Wastewater Treatment
Our system would be most suited to be placed towards the end of the wastewater treatment process, during the tertiary treatment or even after, since the bacteria are sensitive to the concentration of phosphorous in the water. There are also less suspended solids at the end of the process which will reduce the damage to the bacteria and simplify our inputs and outputs.
A continuous stirred tank reactor, although commonly used in wastewater treatment processes, may not be suitable for our system since we aim to recover the bacteria which would disrupt the continuous nature of the process. Therefore, a batch process may be more appropriate, allowing us to manually place the bacteria into the reactor and remove when required. This could involve placing the bacteria into a suitable medium inside a membrane (imagine a dialysis bag!) and placing the membrane bag into a tank where the water can flow past, and phosphate can be taken up. The membrane containing the bacteria can then be physically removed from the tank to recover the organisms and allowing for cleaning to take place during the downtime.
The bacteria are encapsulated in a chitosan-sodium alginate matrix as bead form and directly placed into a bioreactor where the water flows in and phosphate can be taken up. The encapsulated bacteria could then be recovered using membrane technology or a settling tank. This could enable a continuous process where encapsulated bacteria are continuously fed in and removed without disruption to the treatment process. This would also reduce the amount of human involvement to become a more automated process.

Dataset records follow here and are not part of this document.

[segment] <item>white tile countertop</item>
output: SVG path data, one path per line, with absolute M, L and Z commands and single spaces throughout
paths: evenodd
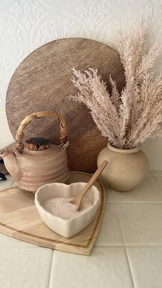
M 0 189 L 13 179 L 1 181 Z M 161 288 L 162 171 L 130 192 L 107 188 L 103 223 L 91 256 L 0 234 L 0 288 Z

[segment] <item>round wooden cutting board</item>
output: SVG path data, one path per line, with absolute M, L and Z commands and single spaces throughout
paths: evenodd
M 69 101 L 67 96 L 76 93 L 71 78 L 71 68 L 83 71 L 97 69 L 110 89 L 109 75 L 119 90 L 124 76 L 119 54 L 108 46 L 86 38 L 64 38 L 41 46 L 30 54 L 15 71 L 9 84 L 6 113 L 11 133 L 26 115 L 43 110 L 55 111 L 65 116 L 69 125 L 68 148 L 71 170 L 93 172 L 100 151 L 106 145 L 85 105 Z M 45 137 L 59 143 L 59 126 L 51 118 L 33 121 L 25 137 Z

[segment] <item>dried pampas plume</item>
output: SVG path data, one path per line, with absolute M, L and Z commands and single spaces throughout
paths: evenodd
M 148 137 L 162 135 L 162 74 L 154 77 L 150 71 L 162 41 L 143 55 L 148 36 L 143 21 L 132 36 L 119 36 L 117 47 L 126 76 L 121 93 L 111 76 L 111 94 L 97 70 L 81 73 L 73 68 L 71 80 L 78 92 L 69 99 L 87 106 L 102 135 L 117 148 L 132 148 Z

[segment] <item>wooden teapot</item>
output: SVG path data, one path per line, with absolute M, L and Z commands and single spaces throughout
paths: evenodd
M 25 145 L 23 130 L 34 119 L 55 117 L 60 123 L 60 146 L 52 145 L 44 138 L 30 138 Z M 21 122 L 16 133 L 16 145 L 11 153 L 5 149 L 1 152 L 6 169 L 21 188 L 35 192 L 41 186 L 50 182 L 66 181 L 69 176 L 66 148 L 67 123 L 54 111 L 33 113 Z M 38 140 L 40 139 L 40 142 Z M 43 150 L 42 150 L 43 149 Z

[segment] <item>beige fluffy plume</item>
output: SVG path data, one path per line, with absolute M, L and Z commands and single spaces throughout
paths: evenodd
M 132 36 L 119 36 L 117 47 L 126 76 L 121 93 L 111 76 L 111 94 L 97 70 L 81 73 L 73 69 L 71 80 L 78 92 L 69 99 L 87 106 L 102 135 L 117 148 L 132 148 L 148 137 L 162 136 L 162 74 L 155 77 L 150 71 L 162 41 L 143 55 L 148 36 L 143 21 Z

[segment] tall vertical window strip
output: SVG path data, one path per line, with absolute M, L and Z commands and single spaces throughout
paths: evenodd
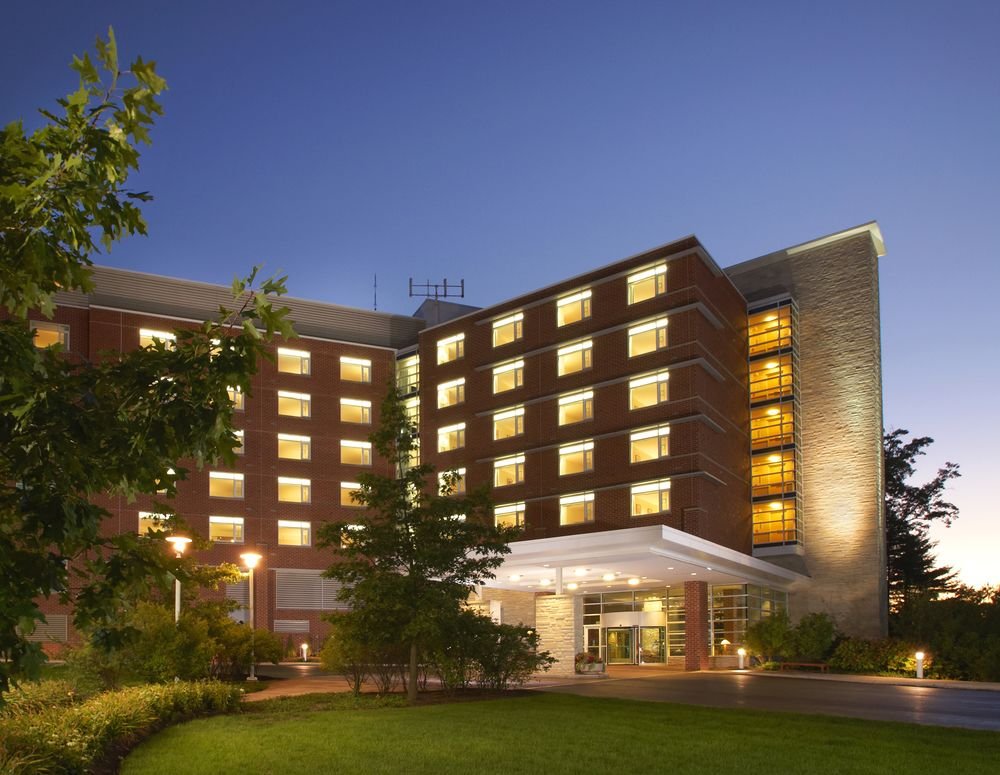
M 645 409 L 662 404 L 667 400 L 667 386 L 670 373 L 663 369 L 655 374 L 644 374 L 629 380 L 628 408 Z
M 590 297 L 591 291 L 574 293 L 570 296 L 563 296 L 556 301 L 556 325 L 568 326 L 571 323 L 579 323 L 590 317 Z
M 278 371 L 282 374 L 308 375 L 311 367 L 312 359 L 307 351 L 278 348 Z
M 345 382 L 371 382 L 372 362 L 367 358 L 340 358 L 340 378 Z
M 652 299 L 667 292 L 666 262 L 636 272 L 628 277 L 628 303 L 638 304 L 640 301 Z
M 750 361 L 750 402 L 792 395 L 791 353 Z
M 670 511 L 670 480 L 632 485 L 632 516 L 644 517 Z
M 524 407 L 515 406 L 493 415 L 493 440 L 509 439 L 524 433 Z
M 594 493 L 564 495 L 559 499 L 559 524 L 584 525 L 594 521 Z
M 560 347 L 556 351 L 557 373 L 560 377 L 585 371 L 593 365 L 592 351 L 594 343 L 590 339 L 585 342 Z
M 493 393 L 506 393 L 524 384 L 524 361 L 504 363 L 493 369 Z
M 438 385 L 438 409 L 465 403 L 465 377 Z
M 559 396 L 560 425 L 572 425 L 584 420 L 591 420 L 593 417 L 593 390 L 581 390 L 578 393 L 568 393 L 567 395 Z
M 465 357 L 465 334 L 438 339 L 438 365 Z
M 524 336 L 524 313 L 515 312 L 493 321 L 493 346 L 501 347 Z
M 747 318 L 750 355 L 792 346 L 792 307 L 754 312 Z
M 657 318 L 628 330 L 630 358 L 662 350 L 667 346 L 667 318 Z

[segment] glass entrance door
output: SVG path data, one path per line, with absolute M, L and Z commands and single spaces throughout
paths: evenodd
M 633 627 L 608 627 L 608 664 L 631 665 L 635 662 Z

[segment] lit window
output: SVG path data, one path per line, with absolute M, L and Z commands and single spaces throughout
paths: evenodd
M 628 330 L 628 354 L 630 358 L 637 355 L 662 350 L 667 346 L 667 319 L 657 318 L 641 326 Z
M 32 340 L 35 347 L 52 347 L 58 344 L 62 345 L 64 350 L 69 349 L 69 326 L 42 320 L 32 320 L 28 325 L 35 335 Z
M 345 382 L 371 382 L 372 362 L 367 358 L 340 359 L 340 378 Z
M 242 498 L 243 474 L 209 471 L 208 494 L 213 498 Z
M 456 468 L 438 474 L 438 491 L 442 495 L 461 495 L 465 492 L 465 469 Z
M 465 334 L 438 339 L 438 364 L 451 363 L 465 356 Z
M 290 476 L 278 477 L 278 500 L 282 503 L 309 503 L 311 481 L 294 479 Z
M 312 528 L 309 522 L 278 520 L 278 544 L 281 546 L 309 546 L 312 543 L 311 534 Z
M 243 543 L 243 517 L 209 517 L 208 540 L 219 543 Z
M 645 482 L 632 486 L 632 516 L 662 514 L 670 511 L 670 480 Z
M 493 485 L 506 487 L 524 481 L 524 455 L 512 455 L 493 461 Z
M 594 442 L 568 444 L 559 447 L 559 476 L 582 474 L 594 470 Z
M 568 326 L 590 317 L 590 289 L 556 301 L 556 325 Z
M 308 375 L 310 366 L 311 359 L 306 350 L 289 350 L 287 347 L 278 348 L 278 371 L 282 374 Z
M 438 409 L 465 401 L 465 377 L 442 382 L 438 385 Z
M 493 394 L 506 393 L 524 384 L 524 361 L 511 361 L 493 369 Z
M 629 275 L 628 303 L 638 304 L 640 301 L 652 299 L 667 292 L 667 265 L 657 264 L 649 269 Z
M 655 374 L 630 379 L 628 383 L 628 408 L 645 409 L 667 400 L 669 372 L 664 369 Z
M 309 460 L 312 457 L 312 440 L 309 436 L 279 433 L 278 457 L 282 460 Z
M 370 466 L 372 464 L 372 443 L 370 441 L 341 440 L 340 462 L 347 466 Z
M 278 391 L 278 414 L 284 417 L 308 417 L 312 412 L 312 396 L 308 393 Z
M 643 428 L 629 435 L 629 457 L 633 463 L 645 463 L 670 454 L 670 426 Z
M 586 342 L 560 347 L 556 352 L 557 373 L 560 377 L 589 369 L 592 365 L 591 350 L 594 343 Z
M 594 417 L 594 391 L 581 390 L 559 397 L 559 424 L 572 425 L 575 422 L 591 420 Z
M 140 347 L 151 347 L 156 342 L 163 342 L 168 350 L 172 350 L 177 343 L 177 335 L 169 331 L 154 331 L 152 328 L 139 329 Z
M 500 320 L 493 321 L 493 346 L 516 342 L 524 335 L 524 313 L 515 312 Z
M 515 406 L 493 415 L 493 440 L 509 439 L 524 433 L 524 407 Z
M 167 522 L 166 514 L 157 514 L 152 511 L 139 512 L 139 535 L 146 535 L 150 530 L 165 530 Z
M 360 508 L 364 504 L 358 503 L 354 500 L 354 493 L 361 490 L 361 485 L 357 482 L 341 482 L 340 483 L 340 505 L 341 506 L 351 506 L 353 508 Z
M 438 428 L 438 452 L 449 452 L 465 446 L 465 423 Z
M 559 524 L 583 525 L 594 521 L 594 493 L 564 495 L 559 499 Z
M 372 402 L 357 398 L 340 399 L 340 421 L 371 425 Z
M 493 509 L 497 527 L 524 527 L 524 503 L 506 503 Z
M 754 455 L 750 461 L 750 481 L 755 498 L 794 492 L 795 452 L 786 449 Z

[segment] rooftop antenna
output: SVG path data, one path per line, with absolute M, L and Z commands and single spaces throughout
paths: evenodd
M 426 299 L 434 299 L 434 316 L 437 318 L 434 324 L 441 322 L 441 308 L 438 306 L 437 302 L 441 299 L 448 298 L 465 298 L 465 279 L 455 283 L 449 284 L 447 280 L 442 280 L 440 283 L 432 283 L 430 280 L 423 283 L 413 282 L 413 278 L 410 278 L 410 298 L 414 296 L 422 296 Z

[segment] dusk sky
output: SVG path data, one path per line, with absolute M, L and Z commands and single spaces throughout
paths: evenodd
M 169 83 L 98 263 L 409 314 L 696 234 L 722 266 L 877 220 L 885 424 L 932 436 L 938 557 L 1000 583 L 1000 3 L 9 3 L 0 121 L 113 25 Z M 851 314 L 849 309 L 844 314 Z

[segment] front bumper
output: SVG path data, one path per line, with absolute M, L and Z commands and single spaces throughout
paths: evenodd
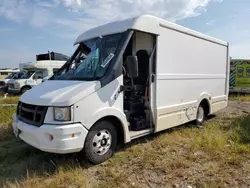
M 20 93 L 21 92 L 21 88 L 8 88 L 8 93 Z
M 0 86 L 0 92 L 6 93 L 8 90 L 8 86 Z
M 41 127 L 29 125 L 17 119 L 13 115 L 14 134 L 27 144 L 41 151 L 66 154 L 82 150 L 87 129 L 82 124 L 49 125 Z

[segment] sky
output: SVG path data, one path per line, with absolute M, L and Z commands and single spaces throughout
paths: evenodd
M 230 43 L 250 58 L 250 0 L 0 0 L 0 68 L 48 51 L 71 55 L 84 31 L 151 14 Z

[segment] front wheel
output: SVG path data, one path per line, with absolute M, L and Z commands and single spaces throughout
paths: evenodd
M 100 164 L 114 155 L 116 146 L 116 128 L 109 121 L 100 121 L 89 131 L 82 152 L 88 161 Z
M 196 115 L 196 124 L 201 125 L 206 119 L 205 108 L 202 104 L 199 105 Z

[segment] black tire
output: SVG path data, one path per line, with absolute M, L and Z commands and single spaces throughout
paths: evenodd
M 25 92 L 27 92 L 28 90 L 30 90 L 31 88 L 30 87 L 23 87 L 21 89 L 21 95 L 24 94 Z
M 102 131 L 107 131 L 111 135 L 111 146 L 107 150 L 106 153 L 103 155 L 97 154 L 94 150 L 94 144 L 96 136 L 100 134 Z M 102 138 L 100 138 L 102 139 Z M 96 145 L 96 144 L 95 144 Z M 101 147 L 101 146 L 100 146 Z M 84 154 L 84 157 L 91 163 L 93 164 L 100 164 L 103 163 L 104 161 L 108 160 L 111 158 L 114 153 L 115 149 L 117 147 L 117 130 L 115 126 L 109 122 L 109 121 L 100 121 L 94 125 L 94 127 L 89 131 L 87 138 L 85 140 L 84 148 L 82 150 L 82 153 Z M 99 152 L 99 151 L 98 151 Z
M 196 125 L 202 125 L 206 121 L 206 109 L 200 104 L 196 114 Z

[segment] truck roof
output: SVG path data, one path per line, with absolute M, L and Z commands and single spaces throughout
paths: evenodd
M 180 31 L 208 41 L 228 46 L 228 43 L 225 41 L 216 39 L 214 37 L 202 34 L 200 32 L 191 30 L 189 28 L 177 25 L 175 23 L 151 15 L 141 15 L 138 17 L 129 18 L 121 21 L 115 21 L 92 28 L 90 30 L 87 30 L 83 34 L 79 35 L 74 44 L 78 44 L 85 40 L 89 40 L 99 36 L 121 33 L 129 29 L 160 35 L 161 27 Z

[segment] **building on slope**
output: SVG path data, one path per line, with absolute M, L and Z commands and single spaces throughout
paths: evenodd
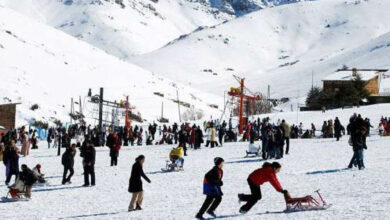
M 351 69 L 338 70 L 323 79 L 325 92 L 337 92 L 342 87 L 351 84 L 359 75 L 365 83 L 365 88 L 371 96 L 379 95 L 381 75 L 387 73 L 387 69 Z
M 4 126 L 5 129 L 15 128 L 16 105 L 18 104 L 20 103 L 10 103 L 10 104 L 0 105 L 0 126 Z

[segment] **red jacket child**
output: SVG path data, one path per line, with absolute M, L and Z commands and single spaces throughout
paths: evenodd
M 265 182 L 270 182 L 278 192 L 283 191 L 283 188 L 276 177 L 275 170 L 272 167 L 266 166 L 253 171 L 249 175 L 249 179 L 256 186 L 263 185 Z

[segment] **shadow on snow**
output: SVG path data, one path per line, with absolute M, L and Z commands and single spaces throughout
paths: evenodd
M 33 189 L 32 192 L 49 192 L 49 191 L 56 191 L 56 190 L 63 190 L 63 189 L 78 189 L 78 188 L 85 188 L 85 187 L 69 186 L 69 187 L 58 187 L 58 188 Z
M 103 213 L 95 213 L 95 214 L 88 214 L 88 215 L 75 215 L 75 216 L 63 217 L 59 219 L 98 217 L 98 216 L 106 216 L 106 215 L 117 215 L 119 213 L 121 212 L 103 212 Z
M 225 164 L 235 164 L 235 163 L 259 163 L 259 162 L 262 162 L 262 161 L 265 161 L 264 159 L 262 158 L 257 158 L 257 159 L 246 159 L 246 160 L 237 160 L 237 161 L 228 161 L 226 162 Z
M 313 172 L 307 172 L 306 175 L 340 173 L 340 172 L 345 171 L 345 170 L 349 170 L 349 169 L 344 168 L 344 169 L 333 169 L 333 170 L 318 170 L 318 171 L 313 171 Z

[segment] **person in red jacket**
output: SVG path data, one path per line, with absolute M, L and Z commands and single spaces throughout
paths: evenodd
M 118 165 L 118 157 L 119 157 L 119 150 L 122 146 L 121 137 L 119 137 L 118 133 L 114 133 L 114 136 L 112 137 L 112 144 L 110 147 L 110 157 L 111 157 L 111 166 L 117 166 Z
M 253 171 L 248 177 L 248 184 L 251 190 L 250 195 L 238 194 L 238 199 L 240 202 L 246 202 L 240 208 L 240 213 L 244 214 L 248 212 L 256 203 L 261 199 L 261 189 L 260 186 L 265 182 L 271 183 L 271 185 L 276 189 L 276 191 L 287 194 L 288 191 L 284 190 L 280 185 L 276 174 L 280 172 L 282 166 L 278 162 L 268 163 L 265 162 L 262 168 Z

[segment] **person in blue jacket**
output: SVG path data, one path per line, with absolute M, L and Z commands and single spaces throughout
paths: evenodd
M 207 211 L 207 214 L 212 217 L 217 217 L 214 213 L 215 209 L 219 206 L 222 201 L 222 190 L 221 186 L 223 185 L 223 164 L 224 160 L 220 157 L 214 159 L 215 166 L 209 172 L 206 173 L 203 180 L 203 194 L 206 195 L 206 200 L 204 201 L 202 207 L 200 208 L 198 214 L 196 214 L 197 219 L 204 219 L 203 214 Z M 210 206 L 211 205 L 211 206 Z

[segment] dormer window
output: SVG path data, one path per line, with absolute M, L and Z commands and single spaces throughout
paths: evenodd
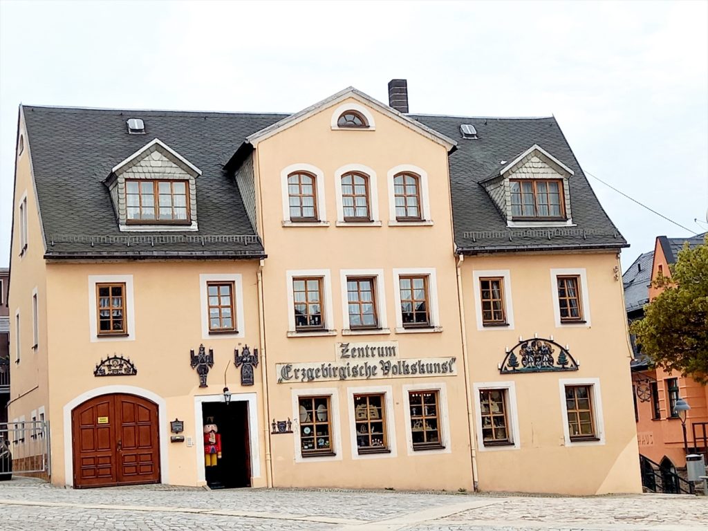
M 355 110 L 346 110 L 337 119 L 337 126 L 340 127 L 368 127 L 366 118 Z
M 510 179 L 513 218 L 564 219 L 563 181 Z

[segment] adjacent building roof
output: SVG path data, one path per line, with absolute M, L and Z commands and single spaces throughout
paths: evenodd
M 640 254 L 622 275 L 624 287 L 624 309 L 627 313 L 649 302 L 649 282 L 654 251 Z
M 247 137 L 292 115 L 26 105 L 23 111 L 47 258 L 264 256 L 237 185 L 224 166 Z M 127 134 L 129 118 L 144 120 L 144 135 Z M 421 130 L 435 132 L 439 138 L 459 139 L 457 150 L 450 154 L 458 253 L 627 246 L 598 201 L 555 118 L 403 118 L 418 121 Z M 462 137 L 463 123 L 475 127 L 476 139 Z M 103 181 L 116 164 L 154 138 L 203 172 L 197 179 L 198 232 L 119 230 Z M 480 184 L 535 144 L 573 172 L 569 185 L 576 226 L 510 229 Z

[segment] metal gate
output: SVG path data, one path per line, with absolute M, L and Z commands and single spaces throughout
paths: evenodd
M 11 473 L 48 477 L 49 448 L 47 421 L 0 423 L 0 479 Z

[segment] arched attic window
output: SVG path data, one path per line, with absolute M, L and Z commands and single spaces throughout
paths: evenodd
M 368 127 L 369 122 L 360 113 L 356 110 L 345 110 L 337 119 L 337 126 L 340 127 Z

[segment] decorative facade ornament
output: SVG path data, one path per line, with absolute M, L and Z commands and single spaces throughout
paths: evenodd
M 292 422 L 290 421 L 290 418 L 288 417 L 287 421 L 275 421 L 275 418 L 273 419 L 273 422 L 270 423 L 270 433 L 273 435 L 278 435 L 278 433 L 292 433 Z
M 239 354 L 239 349 L 234 349 L 234 365 L 241 367 L 241 384 L 253 384 L 253 367 L 258 366 L 258 349 L 254 348 L 253 353 L 248 345 L 245 345 Z
M 189 351 L 190 361 L 192 365 L 192 368 L 197 368 L 197 374 L 199 375 L 199 387 L 206 387 L 207 386 L 207 375 L 209 374 L 209 370 L 214 366 L 214 350 L 213 349 L 209 349 L 209 354 L 207 355 L 204 350 L 204 345 L 199 346 L 199 353 L 197 355 L 194 355 L 194 350 Z
M 519 338 L 519 343 L 510 350 L 506 349 L 506 356 L 499 365 L 499 372 L 503 375 L 578 370 L 578 365 L 568 351 L 568 346 L 561 346 L 552 337 L 526 340 Z
M 134 376 L 137 369 L 129 358 L 117 355 L 108 356 L 96 364 L 93 376 Z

Portable Phosphate Detection
We are also looking to apply the phosphate sensing ability of PhoBac to a portable phosphate detection device that could be used by farmers to detect areas of soil with excessive or insufficiently high P index without the need to pay for a soil company. Additionally, as sewage releases into British rivers and seas are an increasingly salient issue, we propose this detection device could be used by citizen scientists to monitor nutrient levels, faster, cheaper and more regularly than possible with lab testing. See Hardware. Together with our service for wastewater treatment, we believe this is a strong business model with multiple revenue streams.
Sustainable Fertilizer
While we received differing expert opinions on how to implement PhoBac as a biofertilizer, we believe implementing it as a foliar feed, a liquid spray applied to crops recommended by Joshua Gay from Newton Farms, see Human Practices, is the option that requires the least pre-processing and would have potentially the lowest cost. However, this raises concerns over runoff in the event of rainfall following application, and it may be less easy to transport than a solid fertilizer. As such, further work needs to be done to characterise the ecological activity of PhoBac, and of solid phase isolation of the bacteria.
Stable Expression: Cambridge Collaboration
A problem identified in discussions with Team Cambridge, see Collaboration, was the assumption of highly controlled warm and nutrient rich conditions embedded into our experimental design. We therefore collaborated with Team Cambridge to see how their antithetic integral controller circuit could be used as a homeostatic buffer to reduce the impact of extrinsic fluctuations. In particular putting the secreting enzymes of our phosphate release under control of our circuit should allow consistent and robust release of phosphate.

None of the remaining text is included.